The image that Talbot captured was a "negative"—that is, the light objects appeared dark on the paper, and vice versa. He realized that by placing this negative on top of a second sheet of paper and exposing both to sunlight, the process would repeat itself, forming a "positive," or true image.

By the mid-1800s photography became the rage throughout the world. People everywhere were thrilled at the sight of their own visage, preserved forever on Daguerre's patented plates, and later on film. From purely artistic application, photography spread into the news arena, capturing scenes of horrific violence during the American Civil War through the lens of Matthew Brady (c. 1823-1896).
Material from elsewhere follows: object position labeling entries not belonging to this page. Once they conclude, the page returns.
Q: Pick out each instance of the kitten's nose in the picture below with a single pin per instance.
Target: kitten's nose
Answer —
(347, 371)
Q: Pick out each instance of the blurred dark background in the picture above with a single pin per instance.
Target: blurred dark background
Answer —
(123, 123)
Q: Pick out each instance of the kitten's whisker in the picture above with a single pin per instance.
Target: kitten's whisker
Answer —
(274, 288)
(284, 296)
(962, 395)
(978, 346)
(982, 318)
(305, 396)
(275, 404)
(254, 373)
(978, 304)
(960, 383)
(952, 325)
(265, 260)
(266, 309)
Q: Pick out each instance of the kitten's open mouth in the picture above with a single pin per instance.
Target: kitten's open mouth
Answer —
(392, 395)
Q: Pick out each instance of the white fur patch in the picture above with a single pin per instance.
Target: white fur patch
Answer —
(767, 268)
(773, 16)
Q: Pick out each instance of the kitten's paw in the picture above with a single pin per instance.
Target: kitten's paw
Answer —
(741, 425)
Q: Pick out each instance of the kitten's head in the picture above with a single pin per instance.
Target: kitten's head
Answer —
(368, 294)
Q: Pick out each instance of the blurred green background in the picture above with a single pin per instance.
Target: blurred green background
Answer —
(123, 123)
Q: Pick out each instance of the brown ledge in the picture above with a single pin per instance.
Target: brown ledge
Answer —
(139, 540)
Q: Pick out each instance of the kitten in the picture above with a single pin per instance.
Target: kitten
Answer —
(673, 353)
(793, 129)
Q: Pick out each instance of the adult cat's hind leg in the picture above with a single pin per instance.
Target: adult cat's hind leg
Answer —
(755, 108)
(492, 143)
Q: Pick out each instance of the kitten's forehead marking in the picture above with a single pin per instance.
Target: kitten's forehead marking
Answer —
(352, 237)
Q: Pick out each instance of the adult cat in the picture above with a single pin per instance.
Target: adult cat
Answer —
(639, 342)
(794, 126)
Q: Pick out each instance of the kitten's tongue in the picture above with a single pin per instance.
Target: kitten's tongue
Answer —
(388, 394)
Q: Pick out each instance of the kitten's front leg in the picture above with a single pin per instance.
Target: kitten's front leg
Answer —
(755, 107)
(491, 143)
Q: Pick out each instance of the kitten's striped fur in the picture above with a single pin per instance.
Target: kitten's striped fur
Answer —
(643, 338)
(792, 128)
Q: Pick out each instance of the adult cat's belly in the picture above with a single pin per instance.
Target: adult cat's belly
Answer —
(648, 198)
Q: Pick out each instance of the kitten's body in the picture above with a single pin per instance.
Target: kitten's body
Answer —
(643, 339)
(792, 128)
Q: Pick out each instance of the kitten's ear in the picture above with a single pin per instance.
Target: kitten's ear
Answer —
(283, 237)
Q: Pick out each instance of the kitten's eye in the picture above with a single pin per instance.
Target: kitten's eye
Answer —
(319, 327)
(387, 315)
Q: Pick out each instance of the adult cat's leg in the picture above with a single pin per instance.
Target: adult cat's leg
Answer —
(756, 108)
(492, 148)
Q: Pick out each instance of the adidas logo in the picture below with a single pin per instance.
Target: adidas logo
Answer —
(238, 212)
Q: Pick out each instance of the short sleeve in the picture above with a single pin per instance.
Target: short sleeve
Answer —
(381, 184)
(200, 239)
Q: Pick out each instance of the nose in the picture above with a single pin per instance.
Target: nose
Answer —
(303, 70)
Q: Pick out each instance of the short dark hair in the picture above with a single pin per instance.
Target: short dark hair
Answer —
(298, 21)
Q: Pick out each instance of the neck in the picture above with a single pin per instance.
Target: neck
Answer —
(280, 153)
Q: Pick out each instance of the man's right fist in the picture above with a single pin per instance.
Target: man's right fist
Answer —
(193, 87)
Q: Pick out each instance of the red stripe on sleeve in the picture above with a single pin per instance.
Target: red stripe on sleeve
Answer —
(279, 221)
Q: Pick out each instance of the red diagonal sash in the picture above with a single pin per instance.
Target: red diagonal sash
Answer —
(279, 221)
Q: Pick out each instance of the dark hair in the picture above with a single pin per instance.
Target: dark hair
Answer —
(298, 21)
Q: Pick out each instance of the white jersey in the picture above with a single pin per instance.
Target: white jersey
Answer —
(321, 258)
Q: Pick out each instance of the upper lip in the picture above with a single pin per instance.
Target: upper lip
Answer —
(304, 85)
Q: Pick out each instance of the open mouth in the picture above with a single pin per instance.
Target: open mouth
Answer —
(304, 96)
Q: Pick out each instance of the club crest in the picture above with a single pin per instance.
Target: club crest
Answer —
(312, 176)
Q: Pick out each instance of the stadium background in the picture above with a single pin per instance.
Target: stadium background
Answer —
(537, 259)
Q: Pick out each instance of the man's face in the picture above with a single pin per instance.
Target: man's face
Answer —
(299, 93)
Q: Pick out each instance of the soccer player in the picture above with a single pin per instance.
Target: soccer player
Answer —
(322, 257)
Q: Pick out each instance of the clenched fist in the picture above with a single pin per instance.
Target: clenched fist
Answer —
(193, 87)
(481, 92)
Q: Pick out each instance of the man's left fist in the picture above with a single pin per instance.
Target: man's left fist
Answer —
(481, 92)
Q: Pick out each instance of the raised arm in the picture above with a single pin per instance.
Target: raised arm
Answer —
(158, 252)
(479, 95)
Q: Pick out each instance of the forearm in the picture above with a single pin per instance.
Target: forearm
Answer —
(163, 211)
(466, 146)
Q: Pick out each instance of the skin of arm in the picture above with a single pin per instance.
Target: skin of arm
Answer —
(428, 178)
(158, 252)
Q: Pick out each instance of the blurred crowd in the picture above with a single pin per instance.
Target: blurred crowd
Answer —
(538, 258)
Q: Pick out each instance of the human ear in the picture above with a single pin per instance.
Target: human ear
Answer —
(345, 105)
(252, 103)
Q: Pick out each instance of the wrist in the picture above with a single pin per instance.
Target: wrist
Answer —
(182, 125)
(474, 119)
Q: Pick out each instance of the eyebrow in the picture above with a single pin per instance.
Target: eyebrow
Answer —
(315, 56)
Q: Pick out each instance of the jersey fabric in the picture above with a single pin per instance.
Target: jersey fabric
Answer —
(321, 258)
From a simple projection of light through a pinhole eventually emerged an entire industry. The expression "a picture is worth a thousand words" has proven true, with photographs capturing our emotions, encouraging us to purchase a wide array of products, and showing us a world that mere words could never reveal.

STEPHANIE WATSON

Further Reading

Newhall, Beaumont. The History of Photography. Boston: Little, Brown and Company, 1988.

Pollack, Peter. The Picture History of Photography. New York: Harry N. Abrams, Inc., Publishers, 1958.

Steffens, Bradley. Photography: Preserving the Past. San Diego, CA: Lucent Books, Inc., 1991.